The Sore Loser is a modern stirred cocktail from The Educated Barfly, the cocktail-education channel run by Leandro DiMonriva, built for a summer collaboration with the pre-batched brand Amehla. It reads like an Improved Whiskey Cocktail that wandered into a sherry bar: bourbon and peach liqueur for weight and orchard fruit, a measure of amontillado sherry for nutty, oxidative dryness, and a barspoon of absinthe with a dash of Angostura to keep the sweetness honest. There is no fresh juice here — everything is boozy, so the drink is stirred and served up, cold and clean. The name is a wink, not a pedigree; treat it as a recent creation with no older history to claim.
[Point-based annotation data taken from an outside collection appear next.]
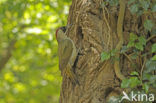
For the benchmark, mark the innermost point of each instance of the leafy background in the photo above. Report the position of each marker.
(31, 75)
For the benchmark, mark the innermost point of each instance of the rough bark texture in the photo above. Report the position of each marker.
(94, 30)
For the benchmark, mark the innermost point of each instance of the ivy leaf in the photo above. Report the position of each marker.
(133, 37)
(124, 49)
(153, 32)
(130, 44)
(134, 8)
(113, 52)
(145, 4)
(154, 48)
(125, 83)
(135, 73)
(146, 87)
(154, 8)
(154, 57)
(113, 2)
(139, 46)
(142, 40)
(148, 24)
(131, 1)
(150, 65)
(134, 81)
(105, 56)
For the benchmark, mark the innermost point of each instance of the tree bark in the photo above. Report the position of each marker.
(93, 29)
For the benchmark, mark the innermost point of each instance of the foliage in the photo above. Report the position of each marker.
(143, 77)
(31, 75)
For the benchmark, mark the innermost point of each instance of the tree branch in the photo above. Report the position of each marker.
(5, 58)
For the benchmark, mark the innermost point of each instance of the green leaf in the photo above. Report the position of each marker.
(142, 40)
(139, 46)
(130, 44)
(154, 8)
(113, 2)
(145, 4)
(125, 83)
(134, 8)
(134, 81)
(134, 56)
(105, 56)
(131, 1)
(146, 87)
(113, 52)
(133, 37)
(135, 73)
(154, 48)
(124, 49)
(148, 24)
(154, 57)
(150, 65)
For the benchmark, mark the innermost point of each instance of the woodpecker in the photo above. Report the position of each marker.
(67, 54)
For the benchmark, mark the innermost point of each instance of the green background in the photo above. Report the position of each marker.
(31, 75)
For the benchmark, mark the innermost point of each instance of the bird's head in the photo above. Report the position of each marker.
(60, 32)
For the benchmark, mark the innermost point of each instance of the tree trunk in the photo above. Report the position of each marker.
(93, 29)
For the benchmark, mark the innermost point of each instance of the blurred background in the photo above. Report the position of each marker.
(28, 50)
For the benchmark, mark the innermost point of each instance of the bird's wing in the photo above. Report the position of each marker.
(65, 51)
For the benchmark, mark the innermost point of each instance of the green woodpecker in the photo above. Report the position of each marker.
(67, 54)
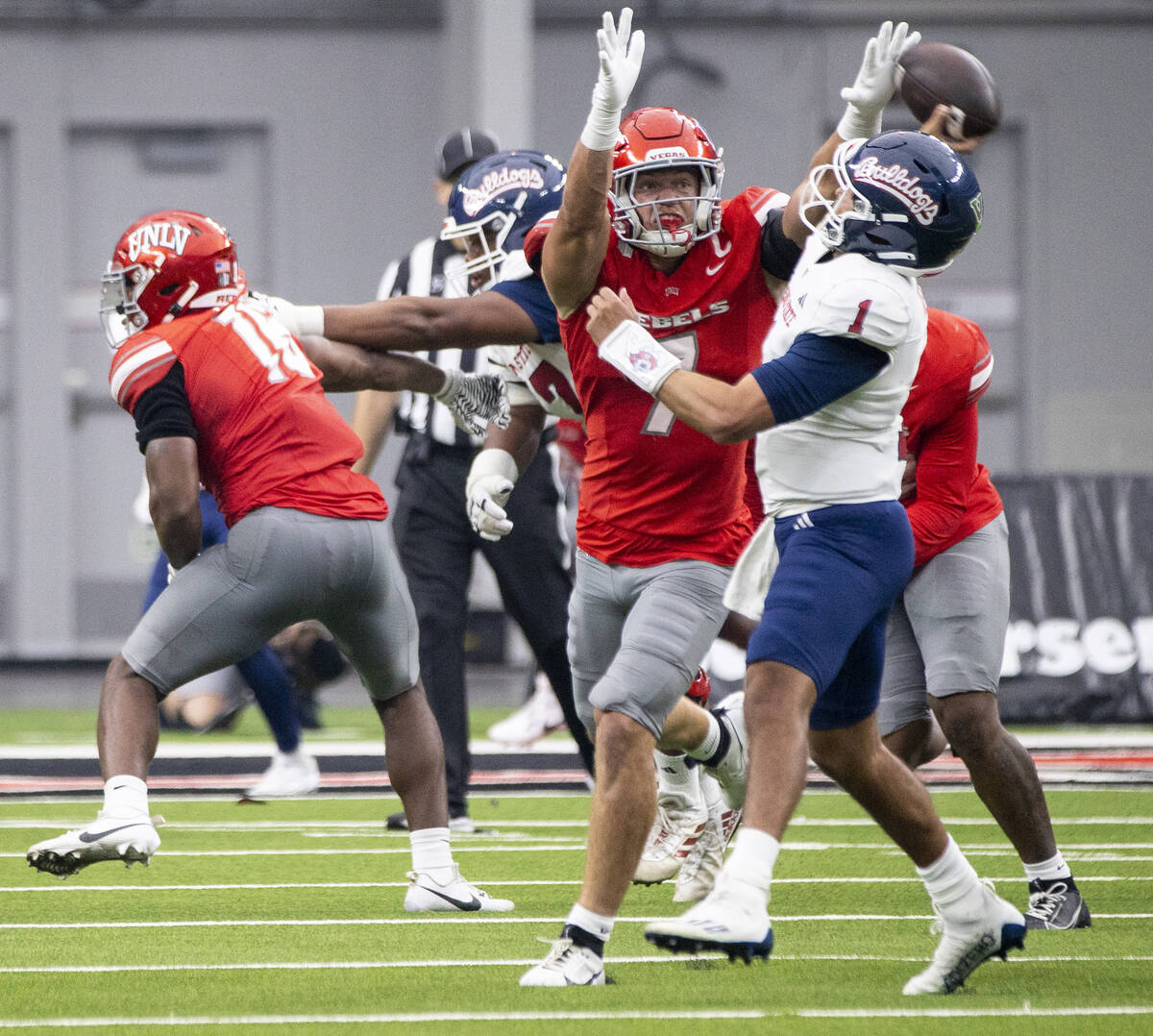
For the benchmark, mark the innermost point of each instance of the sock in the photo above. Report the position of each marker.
(431, 853)
(715, 744)
(272, 689)
(587, 928)
(124, 794)
(952, 886)
(748, 869)
(1054, 869)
A drink named for bad sportsmanship has no business going down this easy — which is exactly the joke.
Where it comes from
The Sore Loser is a contemporary recipe, not a rediscovered classic. It was published by The Educated Barfly — a widely followed cocktail-technique channel — as part of a set of warm-weather drinks made in collaboration with Amehla, a bottled-cocktail company. We have the build and the source; we do not have a documented single inventor or a firm date beyond the 2020s, so we won't invent one.
What the recipe does have is a clear lineage of technique. Bourbon, a whisper of absinthe, and aromatic bitters is the skeleton of the 19th-century Improved Whiskey Cocktail; swapping the usual sugar for peach liqueur and folding in amontillado sherry is a thoroughly modern move that trades simple sweetness for fruit and nuttiness.
The spec
Equal ounces of bourbon and peach liqueur form the body, three-quarters of an ounce of amontillado sherry pulls the sweetness back toward dry, and the absinthe and Angostura are seasoning measured in barspoons and dashes. Stir it down over plenty of ice and strain it up.
Amontillado, not fino or cream
Amontillado is the pivot ingredient. Its oxidative, walnut-and-toffee character bridges the caramel of the bourbon and the ripe peach without adding more sugar, and its natural dryness is what keeps a drink built on liqueur from turning cloying. A fino would be too lean and saline against the peach; a cream sherry would double down on the sweetness the sherry is there to cut.
Absinthe as seasoning, not a rinse
The absinthe goes into the mixing glass as a measured barspoon rather than as a glass rinse. That puts its anise and wormwood fully into the drink — an herbal lift that reads across the whole sip — instead of leaving it as a ghost on the rim. A single dash of Angostura ties the spice together. Express an orange twist over the top and the citrus oils land the finish.
Bottom line
The Sore Loser is a smart, low-effort sipper that punches above the trouble it takes to make: five pours, no juice, no shaking. If you keep a bottle of amontillado and a decent peach liqueur around, it's one of the more rewarding stirred drinks you can put together on a whim — dry enough to keep drinking, sweet enough to feel like a treat.